The disappointment has been most acute in those who assumed that, with Abbott gone, the man who spearheaded and bankrolled the Republican movement, who appeared to be so much more intellectually appealing than his predecessor (“He winked ! He ate an onion – raw!”) would unite and regenerate not just the Coalition, but indeed the country.

That disappointment is now being publicly voiced by the same ‘public intellectuals’ who pinned their hopes on the New Man – and have seen hopes dashed and dreams dissolved.

Robert Manne, whose undoubted courage in facing his cancer challenge and subsequent laryngectomy which resulted in his larynx being removed and replaced with silicon prosthesis, was one of these.

Speaking, or rather whispering, he gave his verdict to Geraldine Doogue when she interviewed him about his new collection of essays ‘On Borrowed Time’ in which he details the poignant details of the cancer’s progression and the medical means that were taken to combat it.

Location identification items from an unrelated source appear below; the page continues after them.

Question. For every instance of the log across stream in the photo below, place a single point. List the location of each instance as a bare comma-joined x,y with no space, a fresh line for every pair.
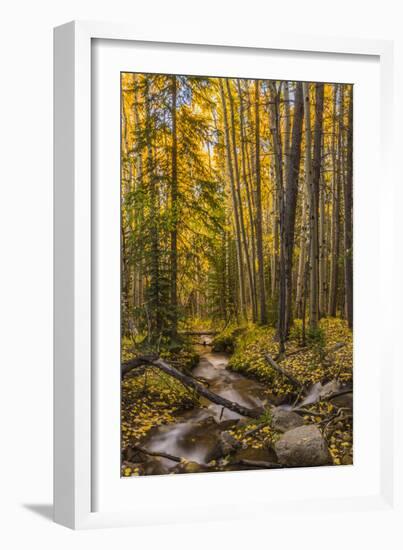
195,434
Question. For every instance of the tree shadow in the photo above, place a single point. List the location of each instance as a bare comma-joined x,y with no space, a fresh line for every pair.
44,510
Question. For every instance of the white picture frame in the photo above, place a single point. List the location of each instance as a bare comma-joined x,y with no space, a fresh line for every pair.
77,386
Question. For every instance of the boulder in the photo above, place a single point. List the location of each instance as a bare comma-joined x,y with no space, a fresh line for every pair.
283,420
302,446
188,468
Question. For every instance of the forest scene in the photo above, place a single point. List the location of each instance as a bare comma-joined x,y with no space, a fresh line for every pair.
236,274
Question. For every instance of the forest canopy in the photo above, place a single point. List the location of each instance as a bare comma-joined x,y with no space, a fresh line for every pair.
236,274
236,202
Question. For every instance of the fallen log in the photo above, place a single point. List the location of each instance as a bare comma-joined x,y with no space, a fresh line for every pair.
190,382
158,454
286,374
256,464
202,333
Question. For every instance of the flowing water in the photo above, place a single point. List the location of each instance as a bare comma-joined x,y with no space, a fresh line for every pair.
195,434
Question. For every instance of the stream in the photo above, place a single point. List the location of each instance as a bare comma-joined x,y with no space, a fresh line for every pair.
195,435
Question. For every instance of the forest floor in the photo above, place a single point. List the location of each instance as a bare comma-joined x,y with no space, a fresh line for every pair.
153,398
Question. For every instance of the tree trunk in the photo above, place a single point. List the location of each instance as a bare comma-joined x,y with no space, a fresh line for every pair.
334,257
259,233
288,205
174,209
348,212
234,204
238,192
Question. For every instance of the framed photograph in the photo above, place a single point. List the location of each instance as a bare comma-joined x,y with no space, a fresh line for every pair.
219,225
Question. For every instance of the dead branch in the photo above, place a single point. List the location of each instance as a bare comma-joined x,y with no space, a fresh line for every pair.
188,381
159,454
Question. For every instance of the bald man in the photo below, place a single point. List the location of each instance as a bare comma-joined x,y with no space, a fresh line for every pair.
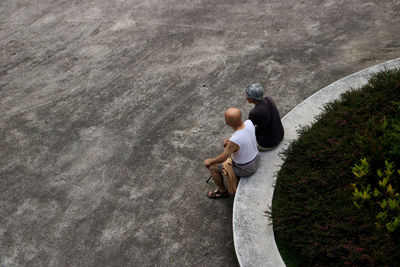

“I thought he [Turnbull] might represent the continuation of the good Liberal tradition… most of all climate change, I couldn’t believe he wouldn’t act on that when he was Prime Minister but I believed what he said earlier was as radical as anything I had heard.  I believed.”

And yes, poor Robert Manne believed, truly believed, in Mr Turnbull’s previously stated stances on asylum seekers, on Muslims, on all those rose-tinted causes so beloved of the Green-Left and Manne’s disappointment is achingly raw.

Manne decided that ‘He is a barrister and causes are quasi-clients and at a certain moment he realises the cause is a danger to his progress and [it] is quietly dropped. I was very disappointed when he seemed to lose interest in the Republic… he doesn’t seem to care anymore.  Once it was the republic, once it was climate change, now it’s Malcolm Turnbull.”

So Manne has confronted not only his cancer, but the death of dreams.

He’s had to come to terms with reality. And it’s sad and ugly. In both cases.